Using conservation of energy you can find how far the mass falls by equating the loss in gravitational energy with the gain in energy stored in the spring. From there I guess you should be able to figure it out

You have derived an equation which predicts the minimum force $F_{\text{min}}$ required to get the block $m_2$ moving up the slope.

$$F_{\text{min}} = \mu m_2g\cos \theta+m_2g\sin \theta$$

Until the tension in the string is equal to that value of force the block $m_2$ will not move so the spring mass $m_1$ system can be thought of a a standard spring-mass system with block $m_2$ being the rigid support.

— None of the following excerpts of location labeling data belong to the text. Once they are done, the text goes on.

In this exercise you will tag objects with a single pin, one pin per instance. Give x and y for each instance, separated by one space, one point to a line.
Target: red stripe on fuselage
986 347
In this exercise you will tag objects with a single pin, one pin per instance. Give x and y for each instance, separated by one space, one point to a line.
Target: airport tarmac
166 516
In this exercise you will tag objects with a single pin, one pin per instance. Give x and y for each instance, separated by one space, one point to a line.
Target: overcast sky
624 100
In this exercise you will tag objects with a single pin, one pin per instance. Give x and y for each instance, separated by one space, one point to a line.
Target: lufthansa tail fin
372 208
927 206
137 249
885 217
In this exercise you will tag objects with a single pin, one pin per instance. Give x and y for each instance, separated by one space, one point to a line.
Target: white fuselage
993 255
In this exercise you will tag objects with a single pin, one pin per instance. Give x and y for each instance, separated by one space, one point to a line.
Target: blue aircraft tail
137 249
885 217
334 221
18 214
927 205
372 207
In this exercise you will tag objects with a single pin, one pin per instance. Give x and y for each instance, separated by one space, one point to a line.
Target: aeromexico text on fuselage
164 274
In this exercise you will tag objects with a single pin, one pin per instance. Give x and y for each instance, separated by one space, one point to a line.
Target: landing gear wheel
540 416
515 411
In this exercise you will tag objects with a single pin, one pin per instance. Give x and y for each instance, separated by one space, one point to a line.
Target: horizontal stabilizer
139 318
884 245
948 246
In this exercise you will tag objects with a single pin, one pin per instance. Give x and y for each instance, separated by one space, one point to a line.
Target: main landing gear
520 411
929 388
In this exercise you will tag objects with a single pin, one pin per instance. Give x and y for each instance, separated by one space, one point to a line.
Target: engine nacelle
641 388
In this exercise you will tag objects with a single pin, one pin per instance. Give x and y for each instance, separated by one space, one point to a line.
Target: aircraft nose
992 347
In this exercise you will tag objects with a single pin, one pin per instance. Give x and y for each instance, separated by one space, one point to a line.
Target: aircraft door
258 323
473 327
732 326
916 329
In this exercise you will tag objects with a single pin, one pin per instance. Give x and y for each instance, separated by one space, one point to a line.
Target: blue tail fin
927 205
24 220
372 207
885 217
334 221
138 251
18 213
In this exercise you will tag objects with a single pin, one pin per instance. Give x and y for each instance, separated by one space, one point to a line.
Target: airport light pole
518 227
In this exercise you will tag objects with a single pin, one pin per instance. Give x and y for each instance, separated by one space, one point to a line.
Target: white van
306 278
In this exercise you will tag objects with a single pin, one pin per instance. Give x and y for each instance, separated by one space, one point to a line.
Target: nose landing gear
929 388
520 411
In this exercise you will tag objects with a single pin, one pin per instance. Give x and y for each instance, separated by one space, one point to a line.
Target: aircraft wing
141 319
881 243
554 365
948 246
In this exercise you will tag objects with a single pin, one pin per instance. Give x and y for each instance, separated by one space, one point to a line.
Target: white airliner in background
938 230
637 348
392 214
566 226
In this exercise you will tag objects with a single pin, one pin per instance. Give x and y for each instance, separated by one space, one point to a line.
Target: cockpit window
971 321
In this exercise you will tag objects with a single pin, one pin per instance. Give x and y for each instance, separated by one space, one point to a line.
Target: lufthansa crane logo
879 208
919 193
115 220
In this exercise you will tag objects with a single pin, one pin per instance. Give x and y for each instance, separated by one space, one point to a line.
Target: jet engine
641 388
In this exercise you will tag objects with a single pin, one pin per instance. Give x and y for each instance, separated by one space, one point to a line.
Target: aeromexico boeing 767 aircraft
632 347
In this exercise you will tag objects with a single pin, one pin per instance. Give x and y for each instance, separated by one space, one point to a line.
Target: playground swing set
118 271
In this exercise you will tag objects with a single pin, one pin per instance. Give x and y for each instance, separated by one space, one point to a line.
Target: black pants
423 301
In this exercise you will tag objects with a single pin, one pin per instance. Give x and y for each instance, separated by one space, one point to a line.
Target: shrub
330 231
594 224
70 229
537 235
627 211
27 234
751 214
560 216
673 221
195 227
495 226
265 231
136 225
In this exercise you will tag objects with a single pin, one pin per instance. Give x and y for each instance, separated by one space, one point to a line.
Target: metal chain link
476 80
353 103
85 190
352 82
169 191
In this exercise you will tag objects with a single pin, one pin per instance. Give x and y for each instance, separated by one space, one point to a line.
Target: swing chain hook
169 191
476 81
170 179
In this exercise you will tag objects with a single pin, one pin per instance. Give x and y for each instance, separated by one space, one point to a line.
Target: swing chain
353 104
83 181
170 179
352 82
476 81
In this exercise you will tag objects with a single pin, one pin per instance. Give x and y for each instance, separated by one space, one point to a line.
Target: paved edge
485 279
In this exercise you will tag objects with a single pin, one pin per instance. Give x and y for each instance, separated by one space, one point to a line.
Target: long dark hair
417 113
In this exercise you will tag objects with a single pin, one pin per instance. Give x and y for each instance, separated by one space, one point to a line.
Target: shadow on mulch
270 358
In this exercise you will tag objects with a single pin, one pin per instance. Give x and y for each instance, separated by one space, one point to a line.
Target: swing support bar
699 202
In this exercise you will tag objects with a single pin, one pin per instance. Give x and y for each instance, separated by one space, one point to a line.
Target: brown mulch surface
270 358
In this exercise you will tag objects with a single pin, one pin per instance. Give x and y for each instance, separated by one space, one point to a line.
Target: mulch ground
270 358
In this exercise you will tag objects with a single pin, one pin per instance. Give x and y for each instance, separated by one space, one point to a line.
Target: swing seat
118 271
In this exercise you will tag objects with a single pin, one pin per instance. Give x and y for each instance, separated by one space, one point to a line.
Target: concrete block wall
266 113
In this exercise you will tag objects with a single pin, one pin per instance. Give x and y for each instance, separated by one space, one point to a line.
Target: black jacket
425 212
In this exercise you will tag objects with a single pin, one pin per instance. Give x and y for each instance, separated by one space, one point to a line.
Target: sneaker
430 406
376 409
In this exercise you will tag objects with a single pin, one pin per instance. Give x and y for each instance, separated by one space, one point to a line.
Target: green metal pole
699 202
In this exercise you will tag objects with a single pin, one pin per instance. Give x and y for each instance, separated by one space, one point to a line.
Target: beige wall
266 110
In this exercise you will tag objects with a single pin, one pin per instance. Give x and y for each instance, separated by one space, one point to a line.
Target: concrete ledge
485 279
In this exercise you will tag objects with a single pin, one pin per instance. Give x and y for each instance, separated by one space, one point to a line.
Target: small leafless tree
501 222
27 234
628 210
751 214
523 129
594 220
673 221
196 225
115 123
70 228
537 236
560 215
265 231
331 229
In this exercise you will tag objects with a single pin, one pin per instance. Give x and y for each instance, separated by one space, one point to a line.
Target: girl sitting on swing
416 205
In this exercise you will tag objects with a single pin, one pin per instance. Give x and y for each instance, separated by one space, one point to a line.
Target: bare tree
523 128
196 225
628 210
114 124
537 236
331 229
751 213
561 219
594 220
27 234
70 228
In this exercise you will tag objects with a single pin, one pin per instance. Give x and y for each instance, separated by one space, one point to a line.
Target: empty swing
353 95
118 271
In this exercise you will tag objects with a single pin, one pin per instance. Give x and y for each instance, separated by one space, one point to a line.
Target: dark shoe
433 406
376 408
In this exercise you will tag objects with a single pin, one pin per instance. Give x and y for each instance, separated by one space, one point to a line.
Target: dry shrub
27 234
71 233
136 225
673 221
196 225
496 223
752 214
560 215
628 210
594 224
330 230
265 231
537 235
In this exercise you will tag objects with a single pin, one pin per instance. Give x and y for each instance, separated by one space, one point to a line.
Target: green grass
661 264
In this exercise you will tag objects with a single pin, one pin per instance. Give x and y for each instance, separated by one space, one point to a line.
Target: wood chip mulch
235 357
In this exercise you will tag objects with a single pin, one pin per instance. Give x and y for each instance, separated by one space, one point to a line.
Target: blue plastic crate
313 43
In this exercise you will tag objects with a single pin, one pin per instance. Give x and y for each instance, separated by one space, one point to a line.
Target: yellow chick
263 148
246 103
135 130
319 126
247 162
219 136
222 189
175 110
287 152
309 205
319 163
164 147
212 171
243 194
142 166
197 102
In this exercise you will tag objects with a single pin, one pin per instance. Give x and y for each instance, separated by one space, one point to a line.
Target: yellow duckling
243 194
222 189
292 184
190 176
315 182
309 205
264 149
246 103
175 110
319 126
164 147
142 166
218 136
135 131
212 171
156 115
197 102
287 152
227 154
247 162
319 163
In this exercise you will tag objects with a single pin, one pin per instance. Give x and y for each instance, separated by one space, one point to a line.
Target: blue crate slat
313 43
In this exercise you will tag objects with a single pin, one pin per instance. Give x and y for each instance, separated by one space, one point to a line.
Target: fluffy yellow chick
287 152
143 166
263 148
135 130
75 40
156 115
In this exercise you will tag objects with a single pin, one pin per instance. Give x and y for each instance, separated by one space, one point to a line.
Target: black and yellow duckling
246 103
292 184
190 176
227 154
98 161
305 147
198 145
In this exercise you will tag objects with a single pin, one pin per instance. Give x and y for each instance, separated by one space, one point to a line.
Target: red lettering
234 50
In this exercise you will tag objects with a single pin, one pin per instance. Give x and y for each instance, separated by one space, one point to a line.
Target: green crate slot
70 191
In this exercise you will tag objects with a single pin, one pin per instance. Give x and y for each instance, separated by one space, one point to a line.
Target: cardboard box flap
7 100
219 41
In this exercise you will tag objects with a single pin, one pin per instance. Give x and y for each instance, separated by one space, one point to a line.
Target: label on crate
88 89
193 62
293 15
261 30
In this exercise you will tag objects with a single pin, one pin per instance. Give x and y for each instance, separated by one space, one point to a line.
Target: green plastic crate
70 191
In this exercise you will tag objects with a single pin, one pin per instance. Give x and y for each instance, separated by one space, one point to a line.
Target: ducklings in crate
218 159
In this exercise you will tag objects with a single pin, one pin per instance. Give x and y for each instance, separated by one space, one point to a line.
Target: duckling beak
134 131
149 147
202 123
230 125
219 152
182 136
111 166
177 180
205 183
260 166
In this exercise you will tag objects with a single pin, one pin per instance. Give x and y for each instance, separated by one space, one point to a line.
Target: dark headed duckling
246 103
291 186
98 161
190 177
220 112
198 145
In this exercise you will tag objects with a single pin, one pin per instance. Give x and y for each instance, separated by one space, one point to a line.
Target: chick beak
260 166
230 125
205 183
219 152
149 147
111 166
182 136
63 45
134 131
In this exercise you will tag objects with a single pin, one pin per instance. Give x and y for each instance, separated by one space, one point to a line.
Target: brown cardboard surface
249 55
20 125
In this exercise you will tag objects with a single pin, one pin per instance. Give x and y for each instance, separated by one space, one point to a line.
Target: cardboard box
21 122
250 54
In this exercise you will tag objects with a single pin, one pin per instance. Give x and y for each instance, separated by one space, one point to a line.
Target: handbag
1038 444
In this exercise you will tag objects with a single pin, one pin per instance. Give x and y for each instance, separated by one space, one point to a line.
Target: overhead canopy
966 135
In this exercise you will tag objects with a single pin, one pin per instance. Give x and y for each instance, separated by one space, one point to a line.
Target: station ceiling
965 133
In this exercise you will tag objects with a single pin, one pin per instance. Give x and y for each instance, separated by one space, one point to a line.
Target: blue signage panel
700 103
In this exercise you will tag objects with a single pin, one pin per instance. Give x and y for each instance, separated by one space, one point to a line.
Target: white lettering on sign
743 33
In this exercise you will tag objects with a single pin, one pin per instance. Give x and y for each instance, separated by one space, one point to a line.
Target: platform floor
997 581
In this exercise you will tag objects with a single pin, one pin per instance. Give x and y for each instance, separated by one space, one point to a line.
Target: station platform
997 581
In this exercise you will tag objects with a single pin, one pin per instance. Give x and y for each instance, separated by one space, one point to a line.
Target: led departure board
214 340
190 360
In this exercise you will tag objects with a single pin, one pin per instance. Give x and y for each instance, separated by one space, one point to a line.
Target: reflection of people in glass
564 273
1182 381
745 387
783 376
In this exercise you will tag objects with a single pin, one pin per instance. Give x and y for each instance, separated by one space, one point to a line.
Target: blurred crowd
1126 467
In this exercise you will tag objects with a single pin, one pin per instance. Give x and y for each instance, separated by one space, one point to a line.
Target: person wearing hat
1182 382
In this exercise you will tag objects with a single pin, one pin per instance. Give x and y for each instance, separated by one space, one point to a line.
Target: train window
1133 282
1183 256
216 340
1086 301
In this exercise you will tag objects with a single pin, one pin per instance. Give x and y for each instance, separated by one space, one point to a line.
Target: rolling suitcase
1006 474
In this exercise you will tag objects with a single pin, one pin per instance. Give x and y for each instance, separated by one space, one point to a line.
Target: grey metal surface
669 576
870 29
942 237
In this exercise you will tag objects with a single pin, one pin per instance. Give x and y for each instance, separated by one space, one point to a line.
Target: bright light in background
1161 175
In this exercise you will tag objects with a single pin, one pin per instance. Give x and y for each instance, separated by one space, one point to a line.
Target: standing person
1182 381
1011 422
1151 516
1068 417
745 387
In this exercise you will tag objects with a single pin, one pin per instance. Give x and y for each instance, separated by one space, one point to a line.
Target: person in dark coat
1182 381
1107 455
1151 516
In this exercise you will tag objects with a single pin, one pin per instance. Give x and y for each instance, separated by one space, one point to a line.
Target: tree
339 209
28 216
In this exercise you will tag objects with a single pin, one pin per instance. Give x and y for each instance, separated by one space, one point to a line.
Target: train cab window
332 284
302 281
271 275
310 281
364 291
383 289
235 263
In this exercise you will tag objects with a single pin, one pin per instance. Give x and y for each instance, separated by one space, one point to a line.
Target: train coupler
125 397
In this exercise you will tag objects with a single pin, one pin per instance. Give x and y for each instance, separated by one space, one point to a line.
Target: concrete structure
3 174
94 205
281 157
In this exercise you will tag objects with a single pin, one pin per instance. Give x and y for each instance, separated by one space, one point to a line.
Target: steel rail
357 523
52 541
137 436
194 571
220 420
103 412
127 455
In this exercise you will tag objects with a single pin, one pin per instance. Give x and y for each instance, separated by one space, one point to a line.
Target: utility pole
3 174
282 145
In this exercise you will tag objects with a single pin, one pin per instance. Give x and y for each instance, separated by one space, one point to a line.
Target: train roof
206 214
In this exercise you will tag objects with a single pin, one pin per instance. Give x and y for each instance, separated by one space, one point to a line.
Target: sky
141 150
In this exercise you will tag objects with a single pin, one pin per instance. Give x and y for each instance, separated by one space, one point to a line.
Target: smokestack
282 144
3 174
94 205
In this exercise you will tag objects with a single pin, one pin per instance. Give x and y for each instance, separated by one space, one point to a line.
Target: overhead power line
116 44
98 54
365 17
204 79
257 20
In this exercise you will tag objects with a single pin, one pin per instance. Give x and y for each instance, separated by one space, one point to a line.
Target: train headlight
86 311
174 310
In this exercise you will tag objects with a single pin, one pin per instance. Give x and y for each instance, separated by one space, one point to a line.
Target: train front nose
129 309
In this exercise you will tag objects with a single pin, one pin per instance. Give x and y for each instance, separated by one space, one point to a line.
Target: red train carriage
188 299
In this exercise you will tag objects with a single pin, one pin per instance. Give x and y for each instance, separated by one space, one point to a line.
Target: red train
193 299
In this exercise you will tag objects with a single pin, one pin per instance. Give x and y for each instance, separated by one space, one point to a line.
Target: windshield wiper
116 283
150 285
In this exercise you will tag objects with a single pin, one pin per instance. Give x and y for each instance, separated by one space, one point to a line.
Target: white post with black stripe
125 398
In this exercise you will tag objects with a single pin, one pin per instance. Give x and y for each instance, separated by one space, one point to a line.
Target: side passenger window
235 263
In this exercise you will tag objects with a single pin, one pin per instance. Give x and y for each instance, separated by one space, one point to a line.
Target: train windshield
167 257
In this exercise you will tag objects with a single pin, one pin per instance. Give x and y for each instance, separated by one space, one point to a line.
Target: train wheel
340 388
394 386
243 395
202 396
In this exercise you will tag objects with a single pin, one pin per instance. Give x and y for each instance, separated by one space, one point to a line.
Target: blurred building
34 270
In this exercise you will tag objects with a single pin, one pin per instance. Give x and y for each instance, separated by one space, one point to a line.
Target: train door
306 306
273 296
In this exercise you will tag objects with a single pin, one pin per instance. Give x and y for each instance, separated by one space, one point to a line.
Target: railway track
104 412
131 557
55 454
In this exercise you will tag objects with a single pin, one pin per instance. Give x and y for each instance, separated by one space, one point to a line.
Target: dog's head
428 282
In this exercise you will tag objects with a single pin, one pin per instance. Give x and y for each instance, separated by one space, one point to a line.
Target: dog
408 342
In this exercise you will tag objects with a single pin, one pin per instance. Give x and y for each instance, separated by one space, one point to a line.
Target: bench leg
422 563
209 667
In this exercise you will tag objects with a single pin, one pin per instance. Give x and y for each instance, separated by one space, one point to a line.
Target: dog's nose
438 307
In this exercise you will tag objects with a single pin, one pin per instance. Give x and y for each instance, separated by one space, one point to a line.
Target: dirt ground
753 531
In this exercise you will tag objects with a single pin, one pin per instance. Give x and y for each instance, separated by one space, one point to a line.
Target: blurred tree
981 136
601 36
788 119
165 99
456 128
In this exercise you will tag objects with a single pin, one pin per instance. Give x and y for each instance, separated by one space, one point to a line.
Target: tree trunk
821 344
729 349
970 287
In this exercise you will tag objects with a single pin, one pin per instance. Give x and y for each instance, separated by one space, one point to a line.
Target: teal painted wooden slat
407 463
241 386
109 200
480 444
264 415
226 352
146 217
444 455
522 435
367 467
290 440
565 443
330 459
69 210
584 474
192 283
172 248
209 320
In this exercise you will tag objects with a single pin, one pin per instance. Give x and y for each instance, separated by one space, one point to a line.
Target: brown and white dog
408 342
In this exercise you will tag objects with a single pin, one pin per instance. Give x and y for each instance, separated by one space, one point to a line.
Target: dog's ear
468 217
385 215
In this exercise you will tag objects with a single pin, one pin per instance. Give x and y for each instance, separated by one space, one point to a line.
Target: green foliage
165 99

The static equilibrium position of the spring-mass $m_1$ system is when $m_1 g - k l =0$ where $k$ is the spring constant and $l$ is the static extension of the spring.
When mass $m_1$ is released the magnitude of the force at both ends of the spring increases as the spring stretches.
However the mass $m_1$ overshoots the static extension position and continues on downwards until the extension of the spring is a maximum, $= 2l$, and hence the force on each end of the spring is $2k_l = 2 m_1g$ where the mass $m_1$ stops.
This is the maximum force exerted by the spring on block $m_2$ via the string and is your required $F_{\text{min}}$.

The key to this is the fact that the spring is at its rest length, and m1 is released. The question is, what happens then? Note: your answer will be different than it would be if the system was initially in equilibrium.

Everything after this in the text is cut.